European bureaucrats and activists also think social media collect far too much information on its users; that information is one of the things that helps social media better serve users’ tribal instincts.

European bureaucrats also think American tech companies serve as a dangerous gateway monopolizing access to information. The dominance of Google’s ad network has been key to monetizing fake and other inflammatory news (though they started, post-election, to crack down on fake news sites advertising through Google).

The point is, if we’re going to talk about the toxins that poison the world via social media, we ought to consider the ways in which social media — enabled by characteristics of America’s regulatory regime — is structured to deliver toxins.

It may well be that the problem behind America’s failures to compete in the “marketplace of ideas” has everything to do with how America has fostered a certain kind of marketplace of ideas.

The anti-Russian crusade keeps warning that Russian propaganda might undermine our own democracy. But there’s a lot of reason to believe red-blooded American social media — the specific characteristics of the global marketplace of ideas created in Silicon Valley — is what has actually done that.

Update: In the UK, Labour’s Shadow Culture Secretary, Tom Watson, is starting a well-constructed inquiry into fake news. One question he asks is the role of Twitter and Facebook.

Update: Here’s a summary of fake news around the world, some of it quite serious, though without a systematic look at Facebook’s role in it.

WaPo Cleans Up a False Michael McFaul Allegation about RT

As I noted in my last post, I’m going to do some posts on the whackjob article WaPo published over the weekend, magnifying the assertions of some researchers (one group of which remain anonymous) alleging that outlets like Naked Capitalism are really Russian propaganda outlets.

In this post, I want to look at a correction the WaPo made after it was posted for a day. The original story featured this claim from former US Ambassador to Russia Michael McFaul.

A former U.S. ambassador to Russia, Michael A. McFaul, said he was struck by the overt support that RT and Sputnik expressed for Trump during the campaign, even using the #CrookedHillary hashtag pushed by the candidate.

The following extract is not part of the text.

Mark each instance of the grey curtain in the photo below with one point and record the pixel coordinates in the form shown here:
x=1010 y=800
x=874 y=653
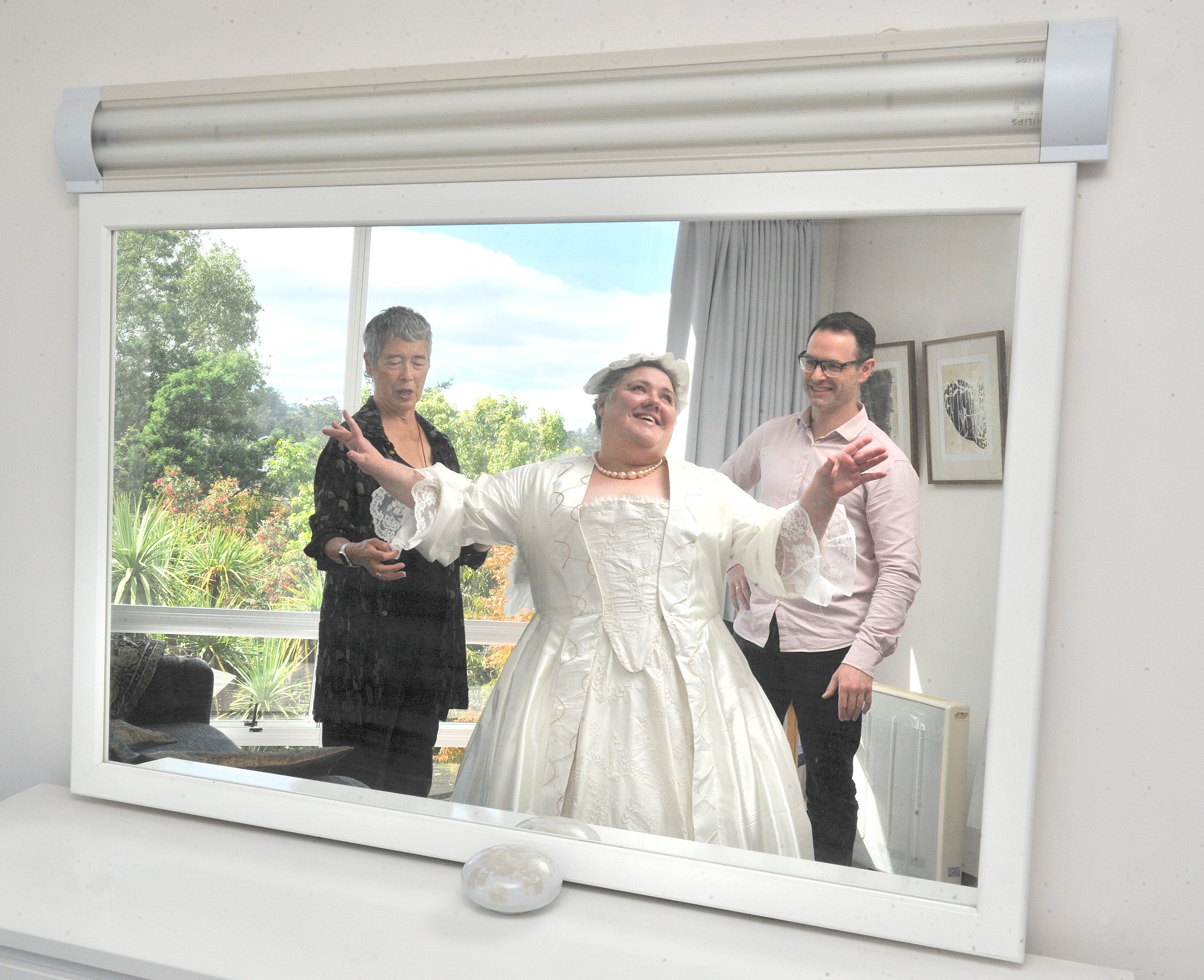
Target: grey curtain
x=749 y=291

In the interim, RT appears to have contacted WaPo,refuting the claims in the article (many of the other outlets claimed to be Russian propaganda outlets have yet to be contacted by the WaPo). A paragraph has been added, incorporating a statement from RT’s head of communications.

Now the McFaul claim looks like this:

A former U.S. ambassador to Russia, Michael A. McFaul, said he was struck by the overt support that Sputnik expressed for Trump during the campaign, even using the #CrookedHillary hashtag pushed by the candidate.

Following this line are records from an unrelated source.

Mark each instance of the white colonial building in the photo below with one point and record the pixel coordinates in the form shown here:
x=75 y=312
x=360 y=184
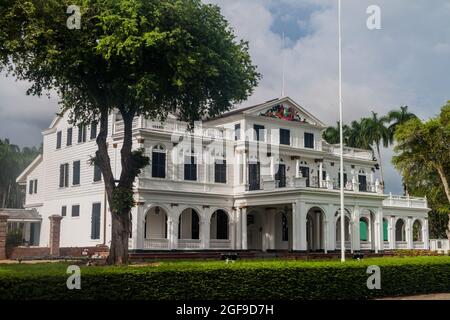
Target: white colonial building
x=258 y=178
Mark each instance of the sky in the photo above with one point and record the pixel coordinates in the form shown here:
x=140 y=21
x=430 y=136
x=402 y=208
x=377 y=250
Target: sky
x=406 y=62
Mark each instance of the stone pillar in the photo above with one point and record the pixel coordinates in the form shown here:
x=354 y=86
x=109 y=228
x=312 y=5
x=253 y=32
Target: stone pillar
x=391 y=229
x=425 y=235
x=408 y=231
x=55 y=230
x=244 y=228
x=3 y=224
x=356 y=232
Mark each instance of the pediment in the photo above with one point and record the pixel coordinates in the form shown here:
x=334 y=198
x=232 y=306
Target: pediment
x=287 y=110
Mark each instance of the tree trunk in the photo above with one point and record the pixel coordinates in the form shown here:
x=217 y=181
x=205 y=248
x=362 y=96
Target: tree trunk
x=440 y=170
x=381 y=165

And the article includes this correction:

Correction: A previously published version of this story incorrectly stated that Russian information service RT had used the “#CrookedHillary” hastag [sic] pushed by then-Republican candidate Donald Trump. In fact, while another Russian information service Sputnik did use this hashtag, RT did not.

The article itself didn’t state that. McFaul did. The article simply paraphrased his claim.

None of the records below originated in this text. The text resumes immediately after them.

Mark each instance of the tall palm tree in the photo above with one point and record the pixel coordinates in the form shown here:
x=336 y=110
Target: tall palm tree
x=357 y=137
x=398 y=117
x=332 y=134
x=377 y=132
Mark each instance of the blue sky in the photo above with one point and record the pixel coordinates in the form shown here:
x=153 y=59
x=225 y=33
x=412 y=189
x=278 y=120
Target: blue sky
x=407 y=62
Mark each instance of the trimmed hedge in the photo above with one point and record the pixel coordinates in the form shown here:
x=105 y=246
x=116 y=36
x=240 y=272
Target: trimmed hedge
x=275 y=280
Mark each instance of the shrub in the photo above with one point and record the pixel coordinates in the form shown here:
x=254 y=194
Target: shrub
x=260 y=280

Note, it appears people responding to RT have used the hashtag, which might be easy to confuse if you didn’t look too closely. But then, so do people responding to WaPo tweets.

A proper correction would instead say something like this:

A leading expert on Russia, former Ambassador to Russia and current Stanford University Political Science professor Michael McFaul, claimed that both RT and Sputnik have used the #CrookedHillary hashtag. When we fact checked his claim after publication and after RT refuted the claim, we found the claim to be false, with respect to RT and have altered his reported claim accordingly.

Of course, that would entail admitting that some of the most celebrated experts on Russia — to say nothing of the ones at PropOrNot hiding behind anonymity — get sloppy with their accusations. WaPo chose not to do that though, instead suggesting they, not their chosen expert, had made the error.